I found a small bowl and I spooned some of the rice into it, and was about to pick it up and leave the
kitchen when he stepped over and blocked my path. He stood six inches from my face and said quietly,
“Rice is all you are wanting?”
“Yes. Thanks,” I said.
He moved in closer still, looked me in the eye and snarled, “I’m not afraid of you.”
I took a breath for the first time since entering that kitchen. Finally something I could understand!

I snorted. I looked him unflinchingly right in the goddamned ice cold eye.
“I’m not afraid of you either,” I said good-naturedly.
Then I picked up my bowl of rice and left the kitchen.

I was delighted to find my wonderful new wife sequestered in the back, in a booth, far away from the
madding crowd, talking with some childhood friends of hers who had come from France for the occasion.

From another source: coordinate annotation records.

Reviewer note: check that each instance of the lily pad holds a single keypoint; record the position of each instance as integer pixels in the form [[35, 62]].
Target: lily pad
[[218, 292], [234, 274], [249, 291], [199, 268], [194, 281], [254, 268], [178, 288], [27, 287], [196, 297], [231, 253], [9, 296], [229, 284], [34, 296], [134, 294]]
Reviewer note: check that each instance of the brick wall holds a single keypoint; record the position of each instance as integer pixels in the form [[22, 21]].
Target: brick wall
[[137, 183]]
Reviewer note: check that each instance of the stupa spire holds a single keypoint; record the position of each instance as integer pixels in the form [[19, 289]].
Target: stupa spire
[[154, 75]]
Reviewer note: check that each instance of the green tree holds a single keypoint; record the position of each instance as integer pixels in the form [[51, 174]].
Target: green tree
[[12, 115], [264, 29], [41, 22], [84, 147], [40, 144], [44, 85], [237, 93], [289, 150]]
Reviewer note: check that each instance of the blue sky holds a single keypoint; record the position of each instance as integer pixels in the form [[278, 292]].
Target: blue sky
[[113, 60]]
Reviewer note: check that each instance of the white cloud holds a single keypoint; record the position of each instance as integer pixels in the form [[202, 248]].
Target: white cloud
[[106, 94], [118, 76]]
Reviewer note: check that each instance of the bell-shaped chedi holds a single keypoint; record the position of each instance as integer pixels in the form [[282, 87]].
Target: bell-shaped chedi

“Where have you been?” asked my lovely bride quietly.
“Riding the roller coaster to Hell,” I said.
My wife, who even then understood my every thought, explained to her friends, in French, that I had just
been in the kitchen with the always somewhat unpredictable chef.
“Oh,” they nodded knowingly. “He is quite good; no?”
THIS is the Chef who is now teaching me to make Pizza.